Paris (France), 17 décembre 2001 – Les aliments obtenus à partir d’organismes génétiquement modifiés présentent des risques d’allergie, tandis que les bénéfices d’OGM spécifiquement conçus pour minimiser les allergies sont « davantage attendus que réels », a estimé lundi Denise-Anne Moneret Vautrin, allergologue à l’hôpital Central de Nancy.

Deux types de risques peuvent se présenter, a-t-elle expliqué devant les scientifiques réunis lundi et mardi à Paris par l’Agence Française de Sécurité sanitaire des aliments (AFSSA).

La protéine génétiquement modifiée peut provoquer une réaction « croisée » avec d’autres allergènes (autres produits) chez une personne déjà sensibilisée. « Il faut donc tester avant toute commercialisation d’OGM les réactions possibles sur des sérums de personnes allergiques », a expliqué Mme Moneret Vautrin. « Si on trouve un indice d’allergie, on ne va pas plus loin dans le développement de cet OGM », ajoute-t-elle.
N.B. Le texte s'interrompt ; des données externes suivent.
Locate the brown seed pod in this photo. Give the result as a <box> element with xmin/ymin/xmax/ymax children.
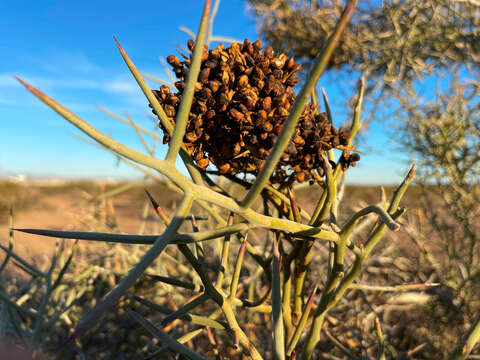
<box><xmin>153</xmin><ymin>39</ymin><xmax>359</xmax><ymax>185</ymax></box>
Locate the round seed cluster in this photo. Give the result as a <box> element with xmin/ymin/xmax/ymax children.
<box><xmin>153</xmin><ymin>39</ymin><xmax>359</xmax><ymax>184</ymax></box>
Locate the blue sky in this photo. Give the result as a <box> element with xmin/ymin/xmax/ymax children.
<box><xmin>0</xmin><ymin>0</ymin><xmax>408</xmax><ymax>184</ymax></box>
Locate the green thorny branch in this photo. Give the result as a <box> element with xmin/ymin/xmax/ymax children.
<box><xmin>13</xmin><ymin>0</ymin><xmax>426</xmax><ymax>359</ymax></box>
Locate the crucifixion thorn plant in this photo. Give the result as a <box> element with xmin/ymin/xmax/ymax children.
<box><xmin>9</xmin><ymin>0</ymin><xmax>424</xmax><ymax>360</ymax></box>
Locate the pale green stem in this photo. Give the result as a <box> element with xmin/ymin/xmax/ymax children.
<box><xmin>287</xmin><ymin>285</ymin><xmax>317</xmax><ymax>356</ymax></box>
<box><xmin>166</xmin><ymin>0</ymin><xmax>211</xmax><ymax>163</ymax></box>
<box><xmin>16</xmin><ymin>223</ymin><xmax>253</xmax><ymax>247</ymax></box>
<box><xmin>230</xmin><ymin>236</ymin><xmax>247</xmax><ymax>299</ymax></box>
<box><xmin>127</xmin><ymin>309</ymin><xmax>207</xmax><ymax>360</ymax></box>
<box><xmin>310</xmin><ymin>77</ymin><xmax>365</xmax><ymax>224</ymax></box>
<box><xmin>205</xmin><ymin>0</ymin><xmax>220</xmax><ymax>45</ymax></box>
<box><xmin>222</xmin><ymin>299</ymin><xmax>263</xmax><ymax>360</ymax></box>
<box><xmin>241</xmin><ymin>0</ymin><xmax>356</xmax><ymax>207</ymax></box>
<box><xmin>272</xmin><ymin>239</ymin><xmax>285</xmax><ymax>360</ymax></box>
<box><xmin>71</xmin><ymin>193</ymin><xmax>193</xmax><ymax>340</ymax></box>
<box><xmin>18</xmin><ymin>79</ymin><xmax>338</xmax><ymax>242</ymax></box>
<box><xmin>216</xmin><ymin>214</ymin><xmax>233</xmax><ymax>289</ymax></box>
<box><xmin>301</xmin><ymin>166</ymin><xmax>415</xmax><ymax>360</ymax></box>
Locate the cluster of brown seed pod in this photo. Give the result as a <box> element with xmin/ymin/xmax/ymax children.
<box><xmin>153</xmin><ymin>39</ymin><xmax>359</xmax><ymax>184</ymax></box>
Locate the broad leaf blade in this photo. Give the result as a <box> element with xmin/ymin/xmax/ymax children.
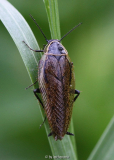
<box><xmin>0</xmin><ymin>0</ymin><xmax>41</xmax><ymax>82</ymax></box>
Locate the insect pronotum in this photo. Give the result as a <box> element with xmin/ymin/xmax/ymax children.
<box><xmin>23</xmin><ymin>15</ymin><xmax>81</xmax><ymax>141</ymax></box>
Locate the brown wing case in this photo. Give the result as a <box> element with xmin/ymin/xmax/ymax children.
<box><xmin>38</xmin><ymin>55</ymin><xmax>75</xmax><ymax>140</ymax></box>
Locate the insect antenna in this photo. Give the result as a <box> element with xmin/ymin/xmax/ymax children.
<box><xmin>59</xmin><ymin>23</ymin><xmax>82</xmax><ymax>42</ymax></box>
<box><xmin>29</xmin><ymin>14</ymin><xmax>48</xmax><ymax>42</ymax></box>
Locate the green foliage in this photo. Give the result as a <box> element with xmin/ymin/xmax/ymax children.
<box><xmin>0</xmin><ymin>0</ymin><xmax>114</xmax><ymax>160</ymax></box>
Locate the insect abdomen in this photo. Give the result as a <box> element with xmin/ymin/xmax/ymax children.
<box><xmin>39</xmin><ymin>55</ymin><xmax>74</xmax><ymax>140</ymax></box>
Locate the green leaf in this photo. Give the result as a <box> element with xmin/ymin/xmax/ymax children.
<box><xmin>88</xmin><ymin>116</ymin><xmax>114</xmax><ymax>160</ymax></box>
<box><xmin>0</xmin><ymin>0</ymin><xmax>41</xmax><ymax>83</ymax></box>
<box><xmin>43</xmin><ymin>0</ymin><xmax>61</xmax><ymax>39</ymax></box>
<box><xmin>0</xmin><ymin>0</ymin><xmax>77</xmax><ymax>160</ymax></box>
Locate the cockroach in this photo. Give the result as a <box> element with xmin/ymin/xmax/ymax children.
<box><xmin>23</xmin><ymin>15</ymin><xmax>81</xmax><ymax>141</ymax></box>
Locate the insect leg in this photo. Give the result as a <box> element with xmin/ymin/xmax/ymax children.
<box><xmin>33</xmin><ymin>88</ymin><xmax>44</xmax><ymax>108</ymax></box>
<box><xmin>23</xmin><ymin>41</ymin><xmax>43</xmax><ymax>52</ymax></box>
<box><xmin>25</xmin><ymin>80</ymin><xmax>38</xmax><ymax>89</ymax></box>
<box><xmin>66</xmin><ymin>132</ymin><xmax>74</xmax><ymax>136</ymax></box>
<box><xmin>39</xmin><ymin>116</ymin><xmax>46</xmax><ymax>128</ymax></box>
<box><xmin>74</xmin><ymin>90</ymin><xmax>80</xmax><ymax>101</ymax></box>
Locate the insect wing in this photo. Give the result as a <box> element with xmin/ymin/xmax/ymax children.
<box><xmin>38</xmin><ymin>52</ymin><xmax>75</xmax><ymax>139</ymax></box>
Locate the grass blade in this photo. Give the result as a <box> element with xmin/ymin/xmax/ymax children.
<box><xmin>43</xmin><ymin>0</ymin><xmax>77</xmax><ymax>160</ymax></box>
<box><xmin>0</xmin><ymin>0</ymin><xmax>77</xmax><ymax>160</ymax></box>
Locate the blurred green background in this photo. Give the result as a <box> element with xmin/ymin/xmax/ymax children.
<box><xmin>0</xmin><ymin>0</ymin><xmax>114</xmax><ymax>160</ymax></box>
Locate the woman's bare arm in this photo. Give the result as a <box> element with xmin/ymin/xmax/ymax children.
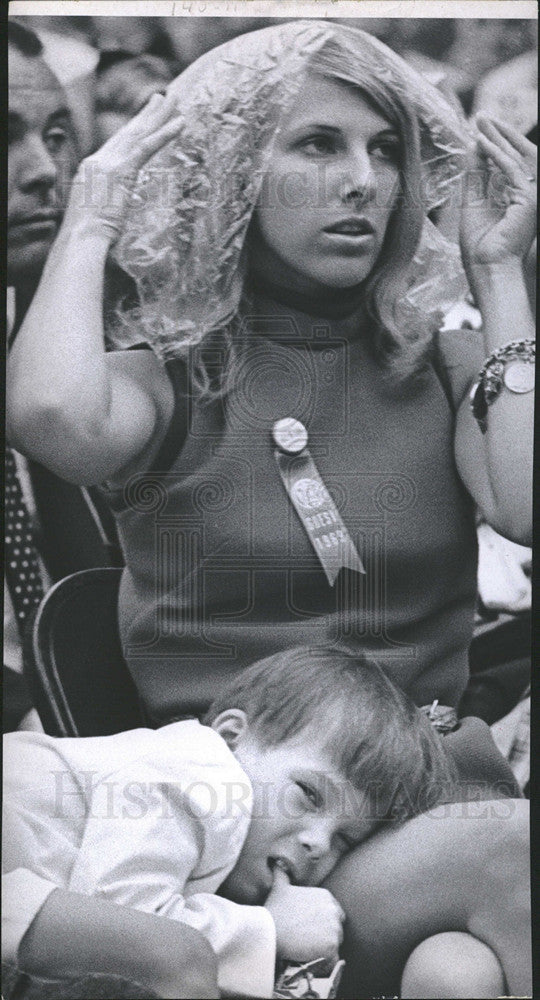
<box><xmin>7</xmin><ymin>95</ymin><xmax>184</xmax><ymax>483</ymax></box>
<box><xmin>325</xmin><ymin>799</ymin><xmax>532</xmax><ymax>997</ymax></box>
<box><xmin>455</xmin><ymin>120</ymin><xmax>536</xmax><ymax>545</ymax></box>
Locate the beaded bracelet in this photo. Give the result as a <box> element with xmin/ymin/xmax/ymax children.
<box><xmin>470</xmin><ymin>340</ymin><xmax>536</xmax><ymax>434</ymax></box>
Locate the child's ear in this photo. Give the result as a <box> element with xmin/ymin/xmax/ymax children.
<box><xmin>211</xmin><ymin>708</ymin><xmax>249</xmax><ymax>750</ymax></box>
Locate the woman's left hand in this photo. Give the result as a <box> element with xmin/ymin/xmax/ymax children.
<box><xmin>461</xmin><ymin>115</ymin><xmax>537</xmax><ymax>268</ymax></box>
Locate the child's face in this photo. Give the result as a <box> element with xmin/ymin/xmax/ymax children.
<box><xmin>253</xmin><ymin>76</ymin><xmax>400</xmax><ymax>292</ymax></box>
<box><xmin>217</xmin><ymin>730</ymin><xmax>374</xmax><ymax>904</ymax></box>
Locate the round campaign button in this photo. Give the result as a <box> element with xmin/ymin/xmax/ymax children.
<box><xmin>272</xmin><ymin>417</ymin><xmax>308</xmax><ymax>455</ymax></box>
<box><xmin>504</xmin><ymin>361</ymin><xmax>534</xmax><ymax>392</ymax></box>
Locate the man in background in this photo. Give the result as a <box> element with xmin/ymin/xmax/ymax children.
<box><xmin>3</xmin><ymin>20</ymin><xmax>119</xmax><ymax>730</ymax></box>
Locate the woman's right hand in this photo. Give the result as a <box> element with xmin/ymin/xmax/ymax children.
<box><xmin>64</xmin><ymin>94</ymin><xmax>182</xmax><ymax>242</ymax></box>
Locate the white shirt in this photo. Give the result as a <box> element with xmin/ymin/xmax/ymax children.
<box><xmin>2</xmin><ymin>720</ymin><xmax>275</xmax><ymax>997</ymax></box>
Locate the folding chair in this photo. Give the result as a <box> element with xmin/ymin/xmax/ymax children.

Mais l’aliment génétiquement modifié peut aussi susciter, y compris des années plus tard, des allergies chez une personne qui n’en développait pas auparavant. « Pour parer à ce risque, nous devons mettre en place un réseau de vigilance sur l’ensemble du territoire avec les allergologues », souligne Mme Moneret Vautrin.

Le colloque organisé lundi et mardi par l’AFSSA sur les OGM, la santé et l’alimentation, vise également à nourrir un avis que doit rendre l’agence au gouvernement en janvier sur les méthodes d’évaluation des risques. Les OGM ne sont plus autorisés en France depuis le moratoire européen décidé en 1999, jusqu’à l’élaboration d’une directive (loi) européenne sur leur traçabilité et leur étiquetage.

Le risque allergique figure en bonne place, avec la contamination de l’environnement, dans les raisons de méfiance des consommateurs européens vis à vis des OGM, ont souligné les intervenants au colloque.

Les allergies (au pollen…) touchent 15 à 30% de la population et 3,24% souffrent d’allergies alimentaires parfois très graves. Un doublement des cas a été observé au cours des dix dernières années, a souligné Gabriel Peltre, directeur du groupe « Allergie et environnement » à l’Institut Pasteur.

Le risque d’allergie lié aux OGM a éclaté aux Etats-Unis en 2000 avec le scandale soulevé par la présence de maïs Starlink destiné à l’alimentation animale dans des chips (tacos).

« La Federal Drug Administration a demandé une étude précise à la suite des nombreux témoignages d’allergies », rappelle Mme Moneret Vautrin. 28 cas ont été étudiés à partir de prélèvements sanguins et aucune preuve d’allergie n’a été apportée.

Cependant l’étude présentait un manque : des tests cutanés directement avec le produit en cause, très utiles dans les recherches de causes d’allergies, n’ont pas été effectués, critique Mme Moneret Vautrin.